- Battle of Ceja del Negro: Part of Cuban War of Independence
| Date | October 4, 1896 |
| Location | Pinar del Río, Pinar del Río Province, Cuba |
| Result | Cuban victory |

Belligerents
- Cuban rebels: Spain

Commanders and leaders
- Antonio Maceo Juan Rius Rivera Vidal Ducasse: Colonel Granados

Strength
- 1,000 Mambises: 2,000 Infantry

Casualties and losses
- Unknown: Around 500

= Battle of Ceja del Negro =

1896 Battle of the Cuban War of Independence

The Battle of Ceja del Negro was a battle of the Cuban War of Independence that took place on October 4, 1896. During the battle, the forces of all three different land armies participated: infantry, cavalry and artillery. The Cuban troops were commanded by Major Generals Antonio Maceo and Juan Rius Rivera, while the Spanish troops were led by Colonel Granados.

==The Battle==
The Cuban troops were lagging behind as a result of a large number of civilians that they carried with them. The fighting began around eight in the morning and lasts until around five in the afternoon when Maceo's troops are dedicated to harassing the last Spanish strongholds with the most notable stronghold being one known as El Guao, in one of the foothills of the hill known as Ceja del Negro.

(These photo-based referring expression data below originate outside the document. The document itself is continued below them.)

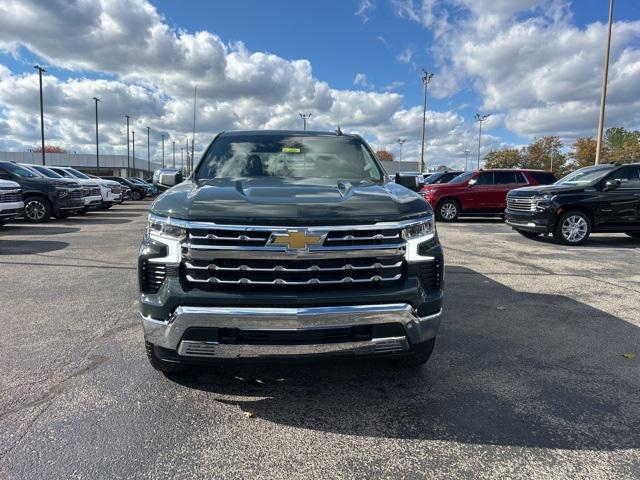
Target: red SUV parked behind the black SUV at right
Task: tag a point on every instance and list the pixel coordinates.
(482, 192)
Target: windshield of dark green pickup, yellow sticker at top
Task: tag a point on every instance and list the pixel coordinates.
(291, 157)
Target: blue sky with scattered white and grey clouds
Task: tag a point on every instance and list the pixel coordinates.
(469, 44)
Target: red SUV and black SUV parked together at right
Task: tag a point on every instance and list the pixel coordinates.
(597, 199)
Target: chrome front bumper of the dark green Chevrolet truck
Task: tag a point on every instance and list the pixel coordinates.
(168, 333)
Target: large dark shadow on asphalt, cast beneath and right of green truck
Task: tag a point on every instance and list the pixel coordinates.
(510, 368)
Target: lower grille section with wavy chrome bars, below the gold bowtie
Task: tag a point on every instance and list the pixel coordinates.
(294, 272)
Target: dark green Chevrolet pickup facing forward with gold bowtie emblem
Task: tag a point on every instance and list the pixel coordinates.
(298, 247)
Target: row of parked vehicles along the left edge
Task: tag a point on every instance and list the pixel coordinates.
(37, 192)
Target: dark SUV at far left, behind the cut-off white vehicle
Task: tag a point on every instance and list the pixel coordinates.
(42, 196)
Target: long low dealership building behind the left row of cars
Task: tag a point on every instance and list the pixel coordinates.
(115, 165)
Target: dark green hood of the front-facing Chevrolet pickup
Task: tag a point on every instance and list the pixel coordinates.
(270, 200)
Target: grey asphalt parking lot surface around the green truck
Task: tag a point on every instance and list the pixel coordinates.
(528, 379)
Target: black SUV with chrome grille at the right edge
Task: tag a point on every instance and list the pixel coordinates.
(602, 198)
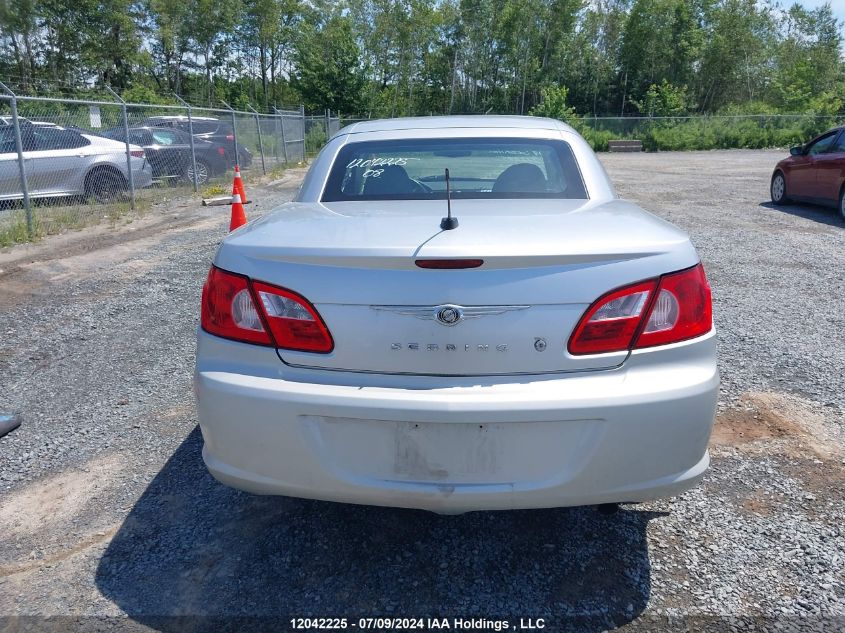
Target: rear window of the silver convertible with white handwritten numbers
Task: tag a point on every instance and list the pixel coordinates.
(414, 169)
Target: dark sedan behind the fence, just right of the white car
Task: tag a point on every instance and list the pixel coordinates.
(169, 152)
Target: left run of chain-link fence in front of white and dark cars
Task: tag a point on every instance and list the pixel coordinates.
(67, 163)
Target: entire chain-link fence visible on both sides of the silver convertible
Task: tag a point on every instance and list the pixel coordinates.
(68, 163)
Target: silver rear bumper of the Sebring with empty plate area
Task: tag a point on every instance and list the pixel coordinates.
(636, 433)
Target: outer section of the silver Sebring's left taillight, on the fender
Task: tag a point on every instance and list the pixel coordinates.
(228, 309)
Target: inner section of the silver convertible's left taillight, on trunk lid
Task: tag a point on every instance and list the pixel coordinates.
(294, 323)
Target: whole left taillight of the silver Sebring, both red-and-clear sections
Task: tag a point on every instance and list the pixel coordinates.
(237, 308)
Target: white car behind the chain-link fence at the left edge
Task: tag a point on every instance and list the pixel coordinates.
(62, 162)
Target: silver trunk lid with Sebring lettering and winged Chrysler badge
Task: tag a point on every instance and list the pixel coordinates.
(357, 263)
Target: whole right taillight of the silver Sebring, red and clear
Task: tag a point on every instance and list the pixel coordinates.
(645, 314)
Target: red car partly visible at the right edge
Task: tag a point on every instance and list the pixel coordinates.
(814, 172)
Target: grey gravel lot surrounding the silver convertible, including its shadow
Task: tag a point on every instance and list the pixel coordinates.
(108, 517)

The Spanish forces, far superior in number and military power, did not manage to win the battle, but Colonel Granados bombarded the river pass with artillery, where the Cubans were passing, causing large numbers of casualties, especially among the civilian population with the elderly being the most affected.

==Aftermath==
The victory of General Maceo in Ceja del Negro caused the Captain General of the island, Valeriano Weyler, to hasten his plans for reconcentration against the Cuban civilian population, in order to defeat the pro-independence troops, depriving them of the vital support of the peasants.